Before ageing and after 800, 1600, 2000 and 2500 hours of laboratory ageing, the hardness of the 15H2MFA specimens were measured. The hardness testing were microhardness and Brinnel used according to ASTM E-10-84. The results show that the initial hardness is to some degree higher at the surface of the forging as compared to the middle section, and the change during the accelerated ageing is very slight. The results verified by metallography, showing that the ageing - though slow at low temperature exists.
Previous studies have proved that the material properties (especially the nil-ductility transition temperature) of the thick walled forging are dependent on distance from the surface. Therefore the nil-ductility temperature have been measured by Charpy test at 10-11 locations across the wall thickness.
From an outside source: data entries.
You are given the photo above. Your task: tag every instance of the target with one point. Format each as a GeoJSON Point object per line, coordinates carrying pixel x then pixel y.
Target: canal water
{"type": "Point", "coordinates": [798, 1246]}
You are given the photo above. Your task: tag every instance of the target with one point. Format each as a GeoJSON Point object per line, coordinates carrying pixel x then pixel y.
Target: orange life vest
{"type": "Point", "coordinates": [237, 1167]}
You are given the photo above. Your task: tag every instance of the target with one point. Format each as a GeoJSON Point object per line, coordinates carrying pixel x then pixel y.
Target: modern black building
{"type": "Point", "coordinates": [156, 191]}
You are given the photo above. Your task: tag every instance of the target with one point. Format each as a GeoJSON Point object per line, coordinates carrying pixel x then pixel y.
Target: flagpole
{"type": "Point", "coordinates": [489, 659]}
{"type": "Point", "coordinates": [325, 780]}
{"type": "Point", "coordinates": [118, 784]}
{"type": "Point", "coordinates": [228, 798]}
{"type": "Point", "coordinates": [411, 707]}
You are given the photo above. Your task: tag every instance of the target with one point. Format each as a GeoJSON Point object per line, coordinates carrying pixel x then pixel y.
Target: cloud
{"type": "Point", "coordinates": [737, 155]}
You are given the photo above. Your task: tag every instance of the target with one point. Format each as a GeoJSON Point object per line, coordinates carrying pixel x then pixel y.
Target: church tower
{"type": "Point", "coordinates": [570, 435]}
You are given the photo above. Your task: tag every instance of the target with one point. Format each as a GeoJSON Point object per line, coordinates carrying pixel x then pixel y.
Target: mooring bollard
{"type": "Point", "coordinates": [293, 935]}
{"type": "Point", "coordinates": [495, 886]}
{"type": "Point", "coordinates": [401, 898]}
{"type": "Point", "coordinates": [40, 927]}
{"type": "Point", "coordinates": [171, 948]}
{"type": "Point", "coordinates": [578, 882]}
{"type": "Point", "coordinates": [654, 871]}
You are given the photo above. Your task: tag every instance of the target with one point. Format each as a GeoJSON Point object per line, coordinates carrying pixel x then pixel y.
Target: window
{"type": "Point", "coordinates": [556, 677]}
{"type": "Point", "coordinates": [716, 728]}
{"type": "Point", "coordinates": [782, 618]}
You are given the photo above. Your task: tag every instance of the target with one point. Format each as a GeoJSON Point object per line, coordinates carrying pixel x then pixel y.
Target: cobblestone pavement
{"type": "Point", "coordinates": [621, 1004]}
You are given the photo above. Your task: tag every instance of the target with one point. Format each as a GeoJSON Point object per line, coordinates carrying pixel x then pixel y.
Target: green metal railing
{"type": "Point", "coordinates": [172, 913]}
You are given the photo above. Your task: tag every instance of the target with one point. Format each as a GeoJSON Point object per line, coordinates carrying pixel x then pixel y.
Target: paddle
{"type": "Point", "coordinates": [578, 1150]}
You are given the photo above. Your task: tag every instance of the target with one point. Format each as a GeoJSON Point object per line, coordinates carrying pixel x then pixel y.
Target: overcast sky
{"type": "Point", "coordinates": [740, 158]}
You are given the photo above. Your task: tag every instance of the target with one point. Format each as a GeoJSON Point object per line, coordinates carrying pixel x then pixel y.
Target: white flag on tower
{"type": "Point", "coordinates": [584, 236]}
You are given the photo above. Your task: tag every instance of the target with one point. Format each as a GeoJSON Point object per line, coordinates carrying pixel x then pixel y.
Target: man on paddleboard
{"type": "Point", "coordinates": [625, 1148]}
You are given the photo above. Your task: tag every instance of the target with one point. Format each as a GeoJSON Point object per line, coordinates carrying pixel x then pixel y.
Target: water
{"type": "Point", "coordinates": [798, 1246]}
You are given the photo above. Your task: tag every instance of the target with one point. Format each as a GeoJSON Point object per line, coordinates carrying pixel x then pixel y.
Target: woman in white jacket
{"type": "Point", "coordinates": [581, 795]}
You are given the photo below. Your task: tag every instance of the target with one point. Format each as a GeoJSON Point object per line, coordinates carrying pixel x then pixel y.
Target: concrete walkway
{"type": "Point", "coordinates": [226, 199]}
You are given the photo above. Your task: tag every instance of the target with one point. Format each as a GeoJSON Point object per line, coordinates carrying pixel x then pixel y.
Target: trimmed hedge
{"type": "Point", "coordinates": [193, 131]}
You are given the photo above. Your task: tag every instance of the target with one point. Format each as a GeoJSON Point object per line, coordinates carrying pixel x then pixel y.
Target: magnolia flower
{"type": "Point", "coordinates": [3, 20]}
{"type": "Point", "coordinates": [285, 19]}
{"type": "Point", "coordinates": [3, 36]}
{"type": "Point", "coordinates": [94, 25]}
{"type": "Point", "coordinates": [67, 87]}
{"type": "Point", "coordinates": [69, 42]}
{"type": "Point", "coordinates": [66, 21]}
The effect of the low temperature thermal ageing on the nil-ductility transition temperature can be seen in fig. 1.
Fig 1: The effect of thermal ageing on the transition temperature
Fig 2: Polynomial fit on the Barkhausen results
The Barkhausen testing results had shown considerable scattering, but the distribution of the data also shows correlation with the change of the transition temperature. This correlation can be observed better by polynomial fitting of the results as shown in fig. 2.
3.2 Tests on isothermally aged nickel-iron-cobalt alloys
The material was NiCoFe alloy used on turbine components. It exposed to elevated temperatures for different time periods in order to simulate thermal degradation mechanisms. The selected ageing temperature was 700° C and time periods of temperature exposition were 100, 269.5, 469.5, 738 and 838 hours.
Hardness was checked by a Vickers (HV) test, a diamond pyramid indentor was used and the applied load was 5 Kg to standard size specimens and 20 gr. (0.02 Kp = 0,1962 N) to metallography samples.
During the first period of the heat treatment the cold worked material annealed. From annealing stage 2 or 269.5 hours exposition only material ageing occurred and the Barkhausen RMS signal and hardness measurements had shown a good correlation through the later stage of ageing as it can be seen on fig.3.
|Fig 3: Correlation among Barkhausen RMS signal and hardness Vickers due to effect of thermal ageing on NiCoFe material.||Fig 4: Correlation among the yield strength and relative value to permeability (called GAP) in differently aged NiFeCo alloy.|
In fig. 3 and 4 the R is related to as received condition and the numbers 1, 2, 3, 4, 5 belongs to 100, 269.5, 469.5, 738 and 838 hours isothermal ageing.
Yield strength measured on the differently aged specimens was also correlated with the so called GAP parameter. GAP is relative to the permeability and flux leakage values provided by the equipment. As the flux leakage is constant the GAP changes becomes relative to the permeability alterations. The relative permeability or GAP and the yield strength have shown good correlation as it presented on Fig.4.
Low temperature thermal ageing on the 15H2MFA type steel affected the nil-ductility transition temperature. The Barkhausen testing results shows correlation with the change of the transition temperature.
The Barkhausen signal also traced the degradation in NiFeCo alloy exposed to thermal ageing. Several examined characteristics of the magnetic Barkhausen noise provided good correlation with hardness values in the different phases of thermal ageing The permeability and conductivity was also related to the tensile properties of the new and differently aged.